Dropped 8744 rows with unparseable dates.
Dates parsed. Date range of the articles: 2015-11-01 to 2025-11-01
Valid articles in timeframe: 55263


Several artificial features used for the final filtering and the analysis are added to the DataFrame:
- *Word_Count*: This is useful to filter out snippets, image captions, or other short messages that are not articles and have not enough semantic substance to analyse sentiment.
- *Is_IT_Source*: A flag that distinguishes IT articles from public discourse.
- *Is_PR*: To filter out articles from Press Release agencies, as we only want to keep journalistic articles and not corporate communication. CURRENTLY INACTIVE, MIGHT BE READDED LATER
- *Year* and *Month*: Temporal features useful for aggregation and plots later.

In [8]:
# --- FEATURE ENGINEERING ---

# Word Count
df['Word_Count'] = df['Text'].str.split().str.len()

# Is IT Source (true if the source is in the IT source list)
pattern_it = '|'.join(IT_SOURCES)
df['Is_IT_Source'] = df['Source'].astype(str).str.contains(pattern_it, case=False, regex=True)

# Press Release (true if the source is a PR agency) MIGHT BE ADDED AGAIN LATER
pattern_pr = '|'.join(PR_SOURCES)
df['Is_PR'] = df['Source'].astype(str).str.contains(pattern_pr, case=False, regex=True)

# Year and Month
df['Year'] = pd.to_datetime(df['Date']).dt.year
df['Month'] = pd.to_datetime(df['Date']).dt.month

Remove all press releases using the Is_PR flag, and remove short articles with less than 40 words.

In [9]:
# --- FINAL FILTERING ---

original_len = len(df)

# Remove Press Releases MIGHT BE READDED LATER
#df = df[df['Is_PR'] == False]

# Remove short snippets that are likely image captions, snippets, errors, or very short messages
MIN_WORD_COUNT = 40
df = df[df['Word_Count'] >= MIN_WORD_COUNT]

print(f"Final cleanup: {original_len} -> {len(df)} articles.")

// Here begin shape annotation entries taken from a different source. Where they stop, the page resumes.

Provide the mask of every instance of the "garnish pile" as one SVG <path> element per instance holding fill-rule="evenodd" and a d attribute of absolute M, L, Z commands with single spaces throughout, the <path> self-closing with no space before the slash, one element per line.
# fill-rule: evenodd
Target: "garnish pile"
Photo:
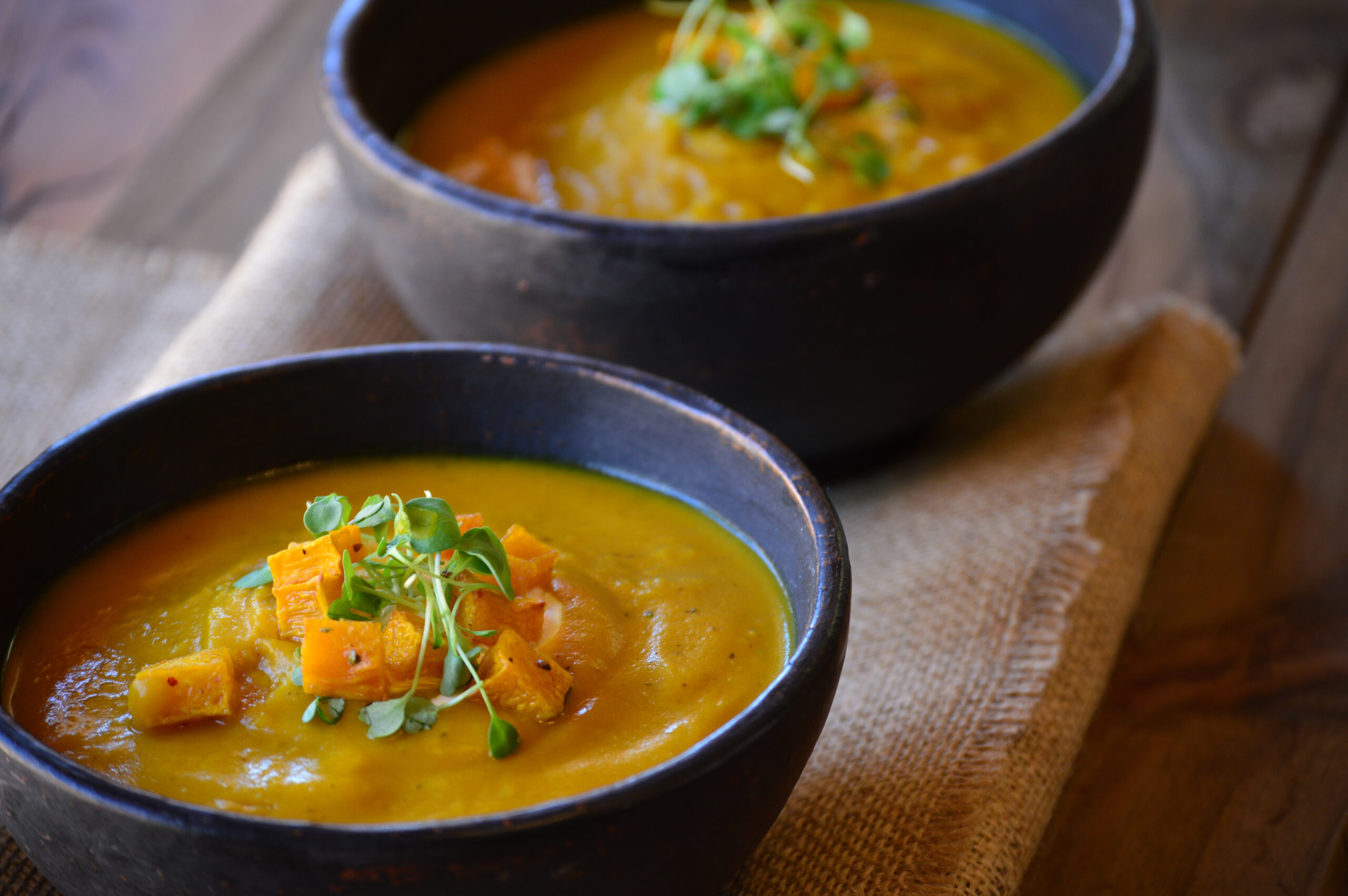
<path fill-rule="evenodd" d="M 841 162 L 878 186 L 890 177 L 879 141 L 864 131 L 826 158 L 807 136 L 824 109 L 865 101 L 869 90 L 856 54 L 871 43 L 865 16 L 838 0 L 754 0 L 751 12 L 728 0 L 667 3 L 655 12 L 682 15 L 652 98 L 685 127 L 716 124 L 743 140 L 779 137 L 782 167 L 803 183 L 814 167 Z"/>
<path fill-rule="evenodd" d="M 511 527 L 503 544 L 479 515 L 456 516 L 427 492 L 406 503 L 373 494 L 355 513 L 340 494 L 317 497 L 305 528 L 313 540 L 235 582 L 271 585 L 275 635 L 301 641 L 291 680 L 314 695 L 303 722 L 336 725 L 346 701 L 360 699 L 371 738 L 411 734 L 476 697 L 491 718 L 488 750 L 504 759 L 519 733 L 497 703 L 541 721 L 562 711 L 570 674 L 534 647 L 557 552 L 522 527 Z M 518 597 L 520 590 L 530 594 Z M 231 652 L 148 666 L 129 702 L 137 728 L 231 715 Z"/>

Final cleanup: 55263 -> 54133 articles.


The final corpus is now saved to a csv file at *data/csv/corpus_final.csv*.

In [10]:
# --- SAVE CORPUS ---

# Save the DataFrame to CSV
os.makedirs(os.path.dirname(OUTPUT_FILE), exist_ok=True)
df.to_csv(OUTPUT_FILE, index=False)

print("="*60)
print(f"FINAL CORPUS CREATED: {OUTPUT_FILE}")
print("="*60)

FINAL CORPUS CREATED: ../data/csv/corpus.csv


Here is an overview of some basic statistics of the saved DataFrame.

In [11]:
# --- STATISTICS ---

print(f"Total Articles: {len(df)}")
print("-" * 40)
print("Distribution by Source Type:")
print(df['Is_IT_Source'].value_counts().rename({True: 'IT Articles', False: 'General Articles'}))
print("-" * 40)
print("Timeframe:")
print(f"Start: {df['Date'].min()}")
print(f"End:   {df['Date'].max()}")
print("-" * 40)
print("Average Word Count:", int(df['Word_Count'].mean()))

Total Articles: 54133
----------------------------------------
Distribution by Source Type:
Is_IT_Source
General Articles    47087
IT Articles          7046
Name: count, dtype: int64
----------------------------------------
Timeframe:
Start: 2015-11-01
End:   2025-11-01
----------------------------------------
Average Word Count: 714